Monday, July 21, 2008

the law for the laity

I actually hate the term "laity," (or "masses"), because it's what faux populist elitists use to refer Everyone Else. But whatever, I'll use it anyway. Today, I write about all those books you law professors write for general audiences.

Here's some guidelines, as I have been reading several of them:

1. Footnotes are for law reviews. Use endnotes, and only for truly abstruse ideas that cannot be explained in-text.

2. And so for that matter, don't write anything that is too abstruse. This is a general audience book. I am not saying that you should dumb your book down. But if you find yourself using jargon-laced language or unable to distill an argument or theory into common language, you either don't know your audience, are writing the wrong book, or probably both.

3. Yes, there's certain terms, definitions, and ideas that are in the exclusive domain of the law. But they can be explained in common English language! I am making up examples here, but if you can't explain mens rea or res ipsa loquitur or hell, the dormant Commerce Clause in language that a college-educated person can't understand, then you are an awful writer and bad translator of Big important Ideas.

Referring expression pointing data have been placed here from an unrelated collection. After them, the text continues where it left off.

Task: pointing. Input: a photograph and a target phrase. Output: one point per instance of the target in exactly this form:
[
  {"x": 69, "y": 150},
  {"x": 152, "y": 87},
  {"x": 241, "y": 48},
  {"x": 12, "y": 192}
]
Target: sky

I wonder if this is why legal histories are the most popular--in trying to convey law as a comprehensible narrative, those innumerable biographies of Supreme Court justices and inner workings and The Most Important Cases In History are great examples of how one should write about the law. Even a complicated idea can be told in a paragraph in which the sentences connect to one another expressing a coherent story, er, argument.

4. Read Strunk and White and Longman's Guide to English Usage and Marilyn Hacker's A Writer's Reference. Please, please, please read these.

5. I am not referring to professors who have sent me review copies. In fact, I am really happy to exclude them from my list of complaints. But I've been reading over some of old books. Eeesh.